NUNA_FORK/guidebook/02_gdrive_cleanup_docs.md
genxapitrading 54269492eb Initial commit
2026-02-03 06:17:08 +00:00

99 lines
3.3 KiB
Markdown

# `gdrive_cleanup.py` Documentation
This document provides detailed documentation for the `gdrive_cleanup.py` script.
## Purpose
The `gdrive_cleanup.py` script is a tool for auditing and cleaning up your Google Drive. It can be used to:
* Identify the largest files in your Google Drive.
* Find duplicate files based on their MD5 checksum.
* Move files to the trash (but not permanently delete them).
## Setup
1. **Enable the Google Drive API:**
* Go to the [Google Cloud Console](https://console.cloud.google.com/).
* Create a new project or select an existing one.
* In the **APIs & Services** > **Library**, search for "Google Drive API" and enable it.
2. **Create OAuth 2.0 credentials:**
* In the **APIs & Services** > **Credentials**, create a new **OAuth client ID**.
* Select **Desktop app** as the application type.
* Download the JSON file and save it as `credentials.json` in the root of this repository.
## Commands
The `gdrive_cleanup.py` script has several commands, each with its own set of arguments.
### `audit`
The `audit` command scans your Google Drive and reports the largest files.
**Usage:**
```bash
python3 gdrive_cleanup.py audit [ARGUMENTS]
```
**Arguments:**
* `--top <N>`: The number of largest files to show (default: 25).
* `--show-links`: Show the `webViewLink` for each file.
* `--csv <PATH>`: Write the full file list to a CSV file.
* `--json <PATH>`: Write the full file list to a JSON file.
* `--query <QUERY>`: A Google Drive API query to filter the files.
### `duplicates`
The `duplicates` command finds duplicate files based on their MD5 checksum.
**Usage:**
```bash
python3 gdrive_cleanup.py duplicates [ARGUMENTS]
```
**Arguments:**
* `--show <N>`: The number of duplicate groups to print (default: 10).
* `--show-per-group <N>`: The number of items per group to print (default: 5).
* `--plan-json <PATH>`: Write the duplicate groups to a JSON file for review.
* `--query <QUERY>`: A Google Drive API query to filter the files.
### `trash`
The `trash` command moves specific files to the trash.
**Usage:**
```bash
python3 gdrive_cleanup.py trash [ARGUMENTS]
```
**Arguments:**
* `--ids-json <PATH>`: A JSON file containing a list of file IDs to trash.
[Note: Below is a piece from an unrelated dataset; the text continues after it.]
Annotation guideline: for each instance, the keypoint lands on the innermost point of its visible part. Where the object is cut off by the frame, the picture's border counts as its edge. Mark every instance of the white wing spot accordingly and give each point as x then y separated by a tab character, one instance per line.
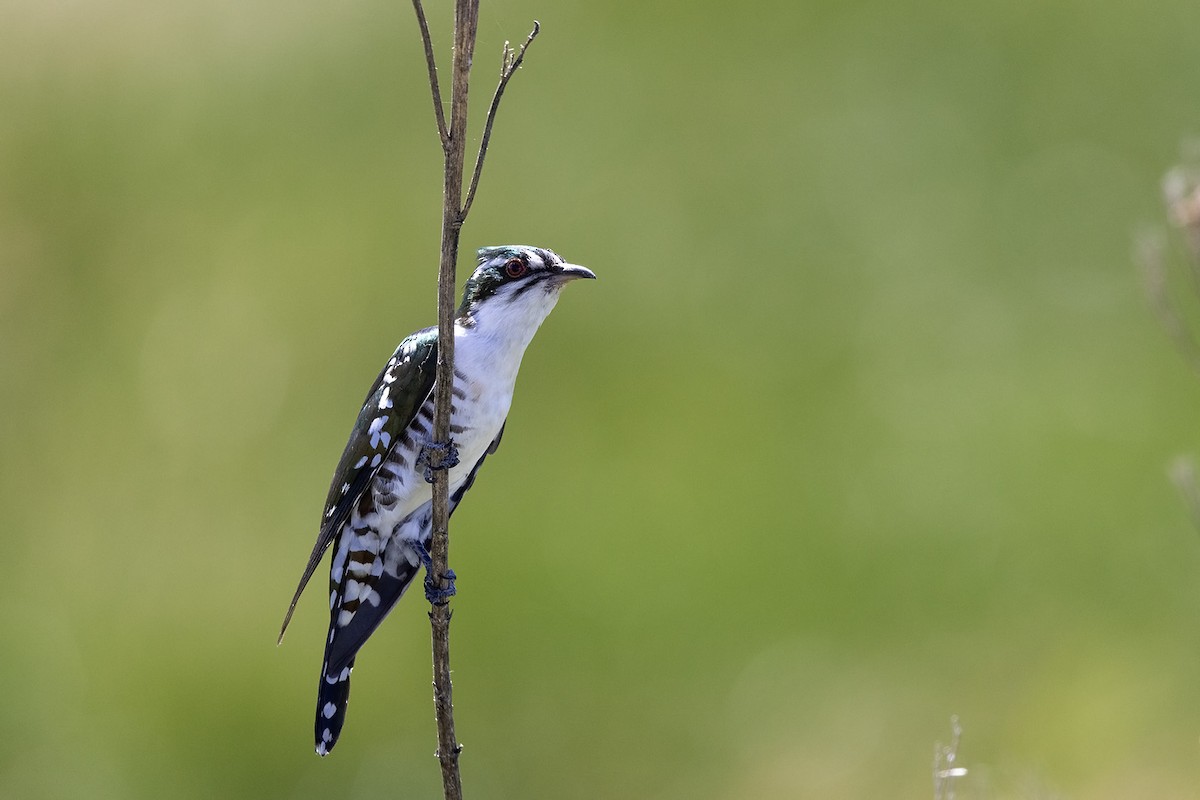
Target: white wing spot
376	427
The format should be `{"fileIds": ["ID1", "ID2", ...]}`.
* `--apply`: Actually perform the trash operation. Without this flag, the script will only perform a dry run.
* `--confirm "TRASH <N> FILES"`: A confirmation string that must be provided to trash the files. This is a safety measure to prevent accidental deletion.
### `trash-query`
The `trash-query` command moves all files matching a query to the trash.
**Usage:**
```bash
python3 gdrive_cleanup.py trash-query [ARGUMENTS]
```
**Arguments:**
* `--name-contains <SUBSTRING>`: A convenience filter to match files where the name contains the given substring.
* `--include-folders`: Include folders in the search (by default, folders are excluded).
* `--limit <N>`: An optional safety limit on the number of files to trash.
* `--show <N>`: The number of matched files to print.
* `--show-links`: Show the `webViewLink` for each file.
* `--ids-out <PATH>`: Write the matched file IDs to a JSON file.
* `--apply`: Actually perform the trash operation.
* `--confirm "TRASH <N> FILES"`: A confirmation string that must be provided to trash the files.